Speaking in an exclusive interview with The Guardian over the phone from Mufindi yesterday, TRIT Crop Water Management programme leader Benjamin Mtaki said the drip irrigation technology will help the farmers reduce the cost of using water for irrigation and hence assist them to produce more tea. He said the ordinary technology uses a lot of water that cannot go directly to the root of the crop.
Mtaki said that drip irrigation is an efficient method of watering plants, drop by drop and the water flows through a special pipe to very small outlets called emitters, thus watering the soil around the plant roots – hence ‘drip irrigation’.
He also said that water is applied close to the plant so that the soil immediately surrounding the plant receives very limited volume.
Clarifying, he said that drip irrigation is more important to farmers because it is more targeted, intelligent application of water, fertiliser and chemicals that when used properly can provide great benefits.
“Tea drip irrigation enables farmers to have double production of green leaves as compared to the traditional sprinkler method that used before.

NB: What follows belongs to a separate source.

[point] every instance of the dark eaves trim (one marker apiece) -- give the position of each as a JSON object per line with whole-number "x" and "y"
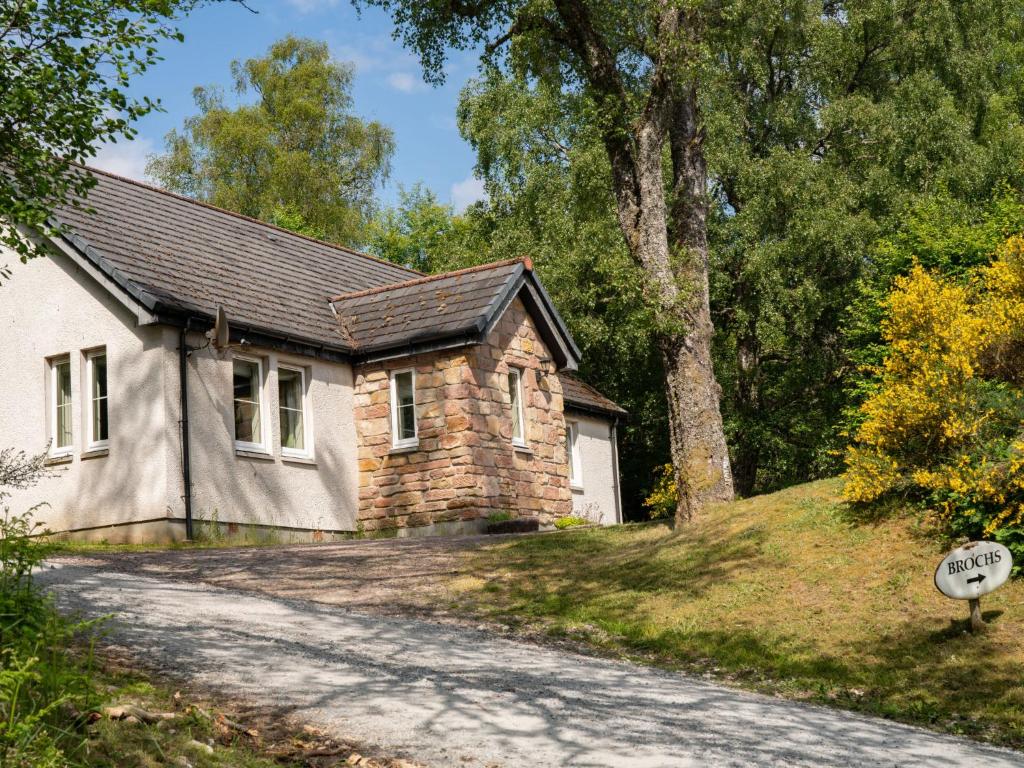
{"x": 178, "y": 315}
{"x": 590, "y": 409}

It enables efficient utilisation of water to adapt to climate change and poor distribution of rainfall," he said.
He added: “One of the outcomes of drip irrigation is the successful trials at Uwemba village in Njombe District, where farmers used to produce about 2500kgs from one ha in a year, but now they produce about 3500 kgs per year from the same field. It’s a more successful technology that we have to be proud of.”
He also noted that TRIT’s drip irrigation has so far reached 10 villages in Rungwe District, Mbeya Region, three villages in Njombe Region, two villages in Muheza District, Tanga region and also two wards in Mufindi District in Iringa Region.

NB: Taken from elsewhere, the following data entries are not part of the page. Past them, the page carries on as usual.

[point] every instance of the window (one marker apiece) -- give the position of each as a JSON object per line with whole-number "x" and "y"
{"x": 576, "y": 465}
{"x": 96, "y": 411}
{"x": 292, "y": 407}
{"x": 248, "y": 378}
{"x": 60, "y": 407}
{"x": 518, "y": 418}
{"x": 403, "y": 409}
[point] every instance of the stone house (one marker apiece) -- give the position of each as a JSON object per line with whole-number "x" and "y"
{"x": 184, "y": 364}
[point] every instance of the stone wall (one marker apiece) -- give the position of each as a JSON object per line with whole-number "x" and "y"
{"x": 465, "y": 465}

"The technology is also used to assist in the growing of agricultural crops, maintenance of landscapes and revegetation of disturbed soils in dry areas and during periods of inadequate rainfall. Additionally, irrigation also has a few other uses in crop production, which include protecting plants against frost, suppressing weed and helping in preventing soil consolidation," Mtaki said.
He pointed out that this year they will also establish more farmer field schools for drip irrigation so as to assist tea researchers to get valid information on the effects of climate change on tea crop.